We visited a restaurant in Maaloula where a wedding was taking place. The couple only had enough money to rent half of the restaurant, so the other half remained open to guests. We could see the entire wedding. When the dancing began, the couple went around thanking all their guests; they even came to our table, knowing we were uninvited foreigners, and graciously invited us to join in the dancing and celebrations. My group was in awe after this wonderful experience.
Memories overshadowed by conflict
Many of the countries in which I had made some of the best memories of my life became hot spots for conflict and war after I returned to the US. I was devastated as I watched the news about Syria, Lebanon, Egypt, and so many other lovely places I had lived in or visited. I wished there was some way I could help.
From 2015 to 2016, after the outbreak of the Syrian war, I volunteered in the Syrian refugee camps in Jordan and Greece. There, I saw and heard firsthand the devastation impacting people who had once helped me so much as a foreigner in their land. We were all deeply saddened by how poorly many people were treating refugees due to negative media attention and biases. I wanted to do something to help others see what I did – to humanize people affected by conflict and to highlight the rich heritage of their countries and cultures.
On January 1, 2016, I woke abruptly in the middle of the night with an idea. I would write a children’s book that told the story of the Syria that I knew: one of culture, history, and humanity. In doing so, I could help people look beyond the rubble to change their perspectives on conflict-stricken countries and people displaced from them. This was the beginning of The Adventures of Laila and Ahmed in Syria
Bringing out the beauty
While living in the Middle East, I had become a street art collector and developed an admiration for the under-appreciated talent throughout the region. As I wrote the book, I realized only illustrations by a local Syrian artist could do it justice.
I reached out to at least forty Syrian artists and illustrators, and received mixed responses. One of the most famous illustrators from Damascus was now living in Saudi Arabia working as a publicist. He replied to my request, saying, “I don’t do that type of work anymore.” The pain in his response was palpable – he had been one of the most beloved illustrators in Syria, and had left his country in devastation.
Eventually I found the perfect illustrator: Shadia Kassem. I was instantly drawn to her oil paintings and illustrations, and we quickly connected over the mission and vision of what has become Beauty Beneath the Rubble. Shadia left her home country because of war, and she longed to return and show her children where they came from. Meeting in London, our personal bond and enthusiasm for the project grew. I met her two lovely children – who happened to be the same age as the characters Laila and Ahmed and served as the inspiration for her illustrations.
My plan was to hire Shadia. However, with time she was so passionate about the mission and the vision of the project that she offered to donate her time and artwork, and told me that through her art for the book she was able to share the beloved memories of her country with her children. I was overwhelmed by her words, and at this moment I knew that together we had already began to achieve our mission.

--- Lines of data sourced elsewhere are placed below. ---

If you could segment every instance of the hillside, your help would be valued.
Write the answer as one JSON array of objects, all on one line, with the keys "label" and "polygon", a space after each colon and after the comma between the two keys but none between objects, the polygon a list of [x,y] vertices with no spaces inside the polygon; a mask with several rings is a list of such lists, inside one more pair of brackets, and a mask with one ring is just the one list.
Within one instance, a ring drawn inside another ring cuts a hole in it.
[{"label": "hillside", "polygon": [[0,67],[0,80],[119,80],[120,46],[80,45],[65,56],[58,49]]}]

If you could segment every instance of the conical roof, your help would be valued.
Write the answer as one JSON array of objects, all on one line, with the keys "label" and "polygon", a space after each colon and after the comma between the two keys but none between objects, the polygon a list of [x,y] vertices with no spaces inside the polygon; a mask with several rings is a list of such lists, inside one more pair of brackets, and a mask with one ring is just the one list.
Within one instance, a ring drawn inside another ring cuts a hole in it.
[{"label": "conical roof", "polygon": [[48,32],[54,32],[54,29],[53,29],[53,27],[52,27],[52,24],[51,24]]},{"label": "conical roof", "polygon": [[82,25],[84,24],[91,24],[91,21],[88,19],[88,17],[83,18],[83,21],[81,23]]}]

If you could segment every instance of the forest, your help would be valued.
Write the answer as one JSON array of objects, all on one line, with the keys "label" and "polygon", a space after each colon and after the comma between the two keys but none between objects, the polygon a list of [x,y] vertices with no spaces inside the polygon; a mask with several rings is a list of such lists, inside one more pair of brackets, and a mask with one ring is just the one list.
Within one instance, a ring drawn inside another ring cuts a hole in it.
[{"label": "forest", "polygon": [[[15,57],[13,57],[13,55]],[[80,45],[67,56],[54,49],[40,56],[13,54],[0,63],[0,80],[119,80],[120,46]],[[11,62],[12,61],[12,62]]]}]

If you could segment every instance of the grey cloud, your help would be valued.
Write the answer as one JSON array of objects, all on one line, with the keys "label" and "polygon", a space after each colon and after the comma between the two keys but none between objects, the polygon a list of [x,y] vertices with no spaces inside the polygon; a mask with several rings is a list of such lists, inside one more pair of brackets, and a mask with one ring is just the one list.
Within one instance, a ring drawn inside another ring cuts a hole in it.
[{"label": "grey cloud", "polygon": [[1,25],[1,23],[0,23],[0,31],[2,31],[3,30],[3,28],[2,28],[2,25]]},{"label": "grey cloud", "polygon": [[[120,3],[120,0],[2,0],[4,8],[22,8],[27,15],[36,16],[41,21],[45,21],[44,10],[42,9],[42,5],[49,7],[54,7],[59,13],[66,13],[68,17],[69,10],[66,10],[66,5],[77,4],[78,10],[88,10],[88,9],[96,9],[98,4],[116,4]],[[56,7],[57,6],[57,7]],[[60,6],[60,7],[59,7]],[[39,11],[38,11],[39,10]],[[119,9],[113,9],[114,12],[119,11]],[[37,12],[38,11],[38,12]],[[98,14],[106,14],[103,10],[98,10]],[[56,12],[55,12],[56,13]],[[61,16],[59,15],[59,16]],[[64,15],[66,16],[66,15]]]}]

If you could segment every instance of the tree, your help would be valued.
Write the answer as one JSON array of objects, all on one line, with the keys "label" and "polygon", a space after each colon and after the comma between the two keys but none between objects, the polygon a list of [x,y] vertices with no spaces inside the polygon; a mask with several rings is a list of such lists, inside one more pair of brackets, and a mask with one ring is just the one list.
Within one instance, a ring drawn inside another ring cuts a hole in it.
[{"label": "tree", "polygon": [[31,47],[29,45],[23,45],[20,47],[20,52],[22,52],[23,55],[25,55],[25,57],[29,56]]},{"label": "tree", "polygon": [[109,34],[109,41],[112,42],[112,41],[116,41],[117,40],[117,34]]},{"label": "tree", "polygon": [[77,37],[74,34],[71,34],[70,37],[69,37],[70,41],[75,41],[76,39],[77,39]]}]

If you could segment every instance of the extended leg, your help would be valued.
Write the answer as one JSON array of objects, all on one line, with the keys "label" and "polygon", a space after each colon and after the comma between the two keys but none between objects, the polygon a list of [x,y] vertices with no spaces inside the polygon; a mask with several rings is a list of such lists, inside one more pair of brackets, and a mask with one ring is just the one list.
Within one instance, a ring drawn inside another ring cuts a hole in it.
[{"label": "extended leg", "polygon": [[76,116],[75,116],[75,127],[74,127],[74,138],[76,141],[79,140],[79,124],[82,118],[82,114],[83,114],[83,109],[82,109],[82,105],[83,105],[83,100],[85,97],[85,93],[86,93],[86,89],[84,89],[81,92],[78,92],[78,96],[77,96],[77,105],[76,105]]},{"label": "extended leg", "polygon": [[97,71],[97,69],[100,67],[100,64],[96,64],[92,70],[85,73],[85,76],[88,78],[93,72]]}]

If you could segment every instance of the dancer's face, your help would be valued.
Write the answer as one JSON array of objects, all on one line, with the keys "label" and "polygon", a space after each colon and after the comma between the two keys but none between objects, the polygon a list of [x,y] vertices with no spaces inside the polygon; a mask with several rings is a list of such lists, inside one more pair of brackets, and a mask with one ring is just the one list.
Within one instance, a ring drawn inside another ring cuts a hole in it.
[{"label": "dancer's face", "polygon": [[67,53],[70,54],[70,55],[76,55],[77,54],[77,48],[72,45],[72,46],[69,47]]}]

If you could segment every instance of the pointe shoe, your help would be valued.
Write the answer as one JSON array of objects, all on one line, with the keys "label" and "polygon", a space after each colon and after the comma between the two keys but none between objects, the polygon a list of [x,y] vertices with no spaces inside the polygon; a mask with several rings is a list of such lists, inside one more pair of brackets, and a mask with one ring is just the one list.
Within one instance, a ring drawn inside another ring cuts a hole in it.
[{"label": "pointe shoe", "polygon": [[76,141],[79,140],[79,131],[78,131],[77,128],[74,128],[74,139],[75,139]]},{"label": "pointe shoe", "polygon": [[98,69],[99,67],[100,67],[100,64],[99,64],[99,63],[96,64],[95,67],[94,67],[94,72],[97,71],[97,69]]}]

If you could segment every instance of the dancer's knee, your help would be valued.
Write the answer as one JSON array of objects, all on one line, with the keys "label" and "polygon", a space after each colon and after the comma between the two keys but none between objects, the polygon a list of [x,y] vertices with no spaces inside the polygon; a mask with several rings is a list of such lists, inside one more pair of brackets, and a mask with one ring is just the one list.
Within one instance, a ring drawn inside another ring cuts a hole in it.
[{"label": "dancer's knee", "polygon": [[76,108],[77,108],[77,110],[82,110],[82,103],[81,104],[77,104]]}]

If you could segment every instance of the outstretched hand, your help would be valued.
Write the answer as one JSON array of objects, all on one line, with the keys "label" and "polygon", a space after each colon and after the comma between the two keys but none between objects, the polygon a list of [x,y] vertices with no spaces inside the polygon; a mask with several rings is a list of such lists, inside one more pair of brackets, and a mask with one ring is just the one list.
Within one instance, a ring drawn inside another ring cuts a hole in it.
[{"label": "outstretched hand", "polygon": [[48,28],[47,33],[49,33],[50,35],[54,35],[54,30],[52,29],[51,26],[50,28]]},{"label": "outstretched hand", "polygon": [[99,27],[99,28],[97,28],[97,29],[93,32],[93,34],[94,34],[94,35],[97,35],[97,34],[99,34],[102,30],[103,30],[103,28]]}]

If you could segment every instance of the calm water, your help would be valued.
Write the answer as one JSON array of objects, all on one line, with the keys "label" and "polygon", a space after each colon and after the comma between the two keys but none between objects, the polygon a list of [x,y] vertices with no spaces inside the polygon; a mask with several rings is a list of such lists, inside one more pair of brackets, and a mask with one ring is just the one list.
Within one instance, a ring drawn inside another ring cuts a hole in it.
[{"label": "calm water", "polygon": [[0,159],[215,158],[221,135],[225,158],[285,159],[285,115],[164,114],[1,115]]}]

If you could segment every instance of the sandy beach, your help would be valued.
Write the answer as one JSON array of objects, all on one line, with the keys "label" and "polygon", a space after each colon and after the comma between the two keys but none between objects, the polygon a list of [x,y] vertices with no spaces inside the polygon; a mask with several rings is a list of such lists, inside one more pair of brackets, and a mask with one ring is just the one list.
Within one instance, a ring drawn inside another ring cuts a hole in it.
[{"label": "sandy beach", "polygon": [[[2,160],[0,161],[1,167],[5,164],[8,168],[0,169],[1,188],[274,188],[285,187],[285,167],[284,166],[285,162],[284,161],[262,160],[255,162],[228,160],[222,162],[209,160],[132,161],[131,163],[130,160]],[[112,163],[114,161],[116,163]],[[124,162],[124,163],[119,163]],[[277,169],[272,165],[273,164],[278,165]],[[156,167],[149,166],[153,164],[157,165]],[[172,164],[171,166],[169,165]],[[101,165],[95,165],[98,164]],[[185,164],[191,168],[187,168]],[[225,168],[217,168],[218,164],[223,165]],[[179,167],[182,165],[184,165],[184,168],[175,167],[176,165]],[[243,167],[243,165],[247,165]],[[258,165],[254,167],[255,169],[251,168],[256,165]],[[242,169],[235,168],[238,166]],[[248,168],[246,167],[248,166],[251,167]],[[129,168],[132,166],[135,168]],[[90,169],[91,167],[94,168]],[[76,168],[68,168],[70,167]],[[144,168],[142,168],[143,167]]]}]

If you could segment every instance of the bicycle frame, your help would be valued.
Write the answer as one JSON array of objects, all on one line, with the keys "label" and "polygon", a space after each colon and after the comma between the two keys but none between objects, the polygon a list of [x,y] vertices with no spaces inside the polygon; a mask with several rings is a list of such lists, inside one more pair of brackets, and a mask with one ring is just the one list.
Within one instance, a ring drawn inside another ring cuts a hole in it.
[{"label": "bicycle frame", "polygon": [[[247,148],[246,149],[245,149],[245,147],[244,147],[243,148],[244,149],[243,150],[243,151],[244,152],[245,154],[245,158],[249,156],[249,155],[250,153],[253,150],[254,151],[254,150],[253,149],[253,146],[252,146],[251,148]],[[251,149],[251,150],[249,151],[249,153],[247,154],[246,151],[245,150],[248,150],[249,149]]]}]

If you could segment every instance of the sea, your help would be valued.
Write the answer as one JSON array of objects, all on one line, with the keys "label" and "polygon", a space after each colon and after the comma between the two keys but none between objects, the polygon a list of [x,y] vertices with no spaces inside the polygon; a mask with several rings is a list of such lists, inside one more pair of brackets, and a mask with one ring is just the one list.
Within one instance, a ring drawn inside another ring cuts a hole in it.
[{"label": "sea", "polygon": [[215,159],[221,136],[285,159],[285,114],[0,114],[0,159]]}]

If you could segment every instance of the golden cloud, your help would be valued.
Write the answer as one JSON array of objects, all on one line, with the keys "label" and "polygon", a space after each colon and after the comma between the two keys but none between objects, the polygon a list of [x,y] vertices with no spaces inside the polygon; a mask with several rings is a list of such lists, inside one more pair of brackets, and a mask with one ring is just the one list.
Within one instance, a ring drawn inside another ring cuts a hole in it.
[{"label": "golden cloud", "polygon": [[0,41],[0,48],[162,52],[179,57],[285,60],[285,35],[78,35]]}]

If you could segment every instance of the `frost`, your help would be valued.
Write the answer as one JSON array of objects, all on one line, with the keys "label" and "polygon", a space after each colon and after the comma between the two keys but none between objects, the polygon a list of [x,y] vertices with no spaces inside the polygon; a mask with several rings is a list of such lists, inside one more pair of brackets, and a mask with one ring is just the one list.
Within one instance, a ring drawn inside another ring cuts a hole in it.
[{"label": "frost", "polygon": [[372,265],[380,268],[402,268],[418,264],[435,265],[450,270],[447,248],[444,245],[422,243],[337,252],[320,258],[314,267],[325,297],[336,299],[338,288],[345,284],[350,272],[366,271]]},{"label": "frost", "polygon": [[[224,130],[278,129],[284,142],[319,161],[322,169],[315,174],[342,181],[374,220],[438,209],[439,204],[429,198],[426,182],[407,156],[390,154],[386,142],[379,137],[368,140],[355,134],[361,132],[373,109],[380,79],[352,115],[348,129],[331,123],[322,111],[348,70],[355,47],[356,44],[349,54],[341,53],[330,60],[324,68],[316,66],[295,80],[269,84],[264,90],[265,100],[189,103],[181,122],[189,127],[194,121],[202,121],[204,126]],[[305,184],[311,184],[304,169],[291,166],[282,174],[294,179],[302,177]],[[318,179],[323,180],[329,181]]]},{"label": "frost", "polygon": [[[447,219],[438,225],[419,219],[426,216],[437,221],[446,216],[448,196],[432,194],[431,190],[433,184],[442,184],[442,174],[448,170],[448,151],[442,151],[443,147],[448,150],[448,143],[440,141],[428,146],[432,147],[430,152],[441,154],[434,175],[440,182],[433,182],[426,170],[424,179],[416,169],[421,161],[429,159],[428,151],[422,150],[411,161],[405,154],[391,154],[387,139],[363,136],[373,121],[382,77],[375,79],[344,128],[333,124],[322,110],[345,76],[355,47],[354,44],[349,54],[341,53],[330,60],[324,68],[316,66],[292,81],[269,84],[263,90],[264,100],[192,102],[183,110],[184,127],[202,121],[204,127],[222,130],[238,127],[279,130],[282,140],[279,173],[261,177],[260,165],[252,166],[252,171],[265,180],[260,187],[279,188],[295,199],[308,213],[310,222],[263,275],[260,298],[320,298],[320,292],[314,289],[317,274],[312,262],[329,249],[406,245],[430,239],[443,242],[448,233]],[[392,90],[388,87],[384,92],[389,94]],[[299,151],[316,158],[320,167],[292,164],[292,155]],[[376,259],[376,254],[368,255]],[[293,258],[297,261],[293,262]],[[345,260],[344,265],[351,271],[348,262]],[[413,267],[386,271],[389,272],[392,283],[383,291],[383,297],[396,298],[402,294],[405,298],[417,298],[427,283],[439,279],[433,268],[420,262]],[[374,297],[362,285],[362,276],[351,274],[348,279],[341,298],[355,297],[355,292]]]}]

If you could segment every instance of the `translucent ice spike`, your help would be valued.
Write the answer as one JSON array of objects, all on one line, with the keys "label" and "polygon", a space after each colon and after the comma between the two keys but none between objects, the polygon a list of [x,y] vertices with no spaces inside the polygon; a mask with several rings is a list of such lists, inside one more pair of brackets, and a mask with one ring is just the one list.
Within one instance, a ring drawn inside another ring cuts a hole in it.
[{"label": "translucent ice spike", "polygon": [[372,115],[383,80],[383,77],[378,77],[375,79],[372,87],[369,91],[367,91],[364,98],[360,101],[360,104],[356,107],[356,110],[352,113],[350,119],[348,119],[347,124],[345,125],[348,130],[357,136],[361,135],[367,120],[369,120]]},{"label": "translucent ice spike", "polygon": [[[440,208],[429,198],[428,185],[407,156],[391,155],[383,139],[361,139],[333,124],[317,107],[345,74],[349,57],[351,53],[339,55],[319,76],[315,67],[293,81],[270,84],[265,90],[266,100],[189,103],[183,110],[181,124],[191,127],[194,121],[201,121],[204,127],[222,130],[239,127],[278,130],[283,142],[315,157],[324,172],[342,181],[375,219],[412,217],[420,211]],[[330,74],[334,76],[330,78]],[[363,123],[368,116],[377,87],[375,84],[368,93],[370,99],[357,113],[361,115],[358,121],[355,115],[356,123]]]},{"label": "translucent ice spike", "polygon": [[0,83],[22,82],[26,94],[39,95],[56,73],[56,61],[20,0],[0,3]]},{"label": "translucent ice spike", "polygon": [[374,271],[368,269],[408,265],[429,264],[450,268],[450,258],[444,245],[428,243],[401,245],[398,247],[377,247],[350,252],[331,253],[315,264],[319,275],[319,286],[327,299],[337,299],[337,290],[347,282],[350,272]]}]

Each illustration is its own piece of art and took about one month to complete. Together, we have spent the last two years writing, illustrating, editing, re-editing, and becoming close friends. It seems like fate to have met someone with whom to share this project, and our collaboration shows that it is about more than a book: it is about the infinite potential of new friendships, and the powerful results of people uniting around a common goal.
This project has been a labor of love. I truly hope that readers will enjoy it as much as Shadia and I have, and, most importantly, that they will develop a new perspective on the beauty and heritage of Syria.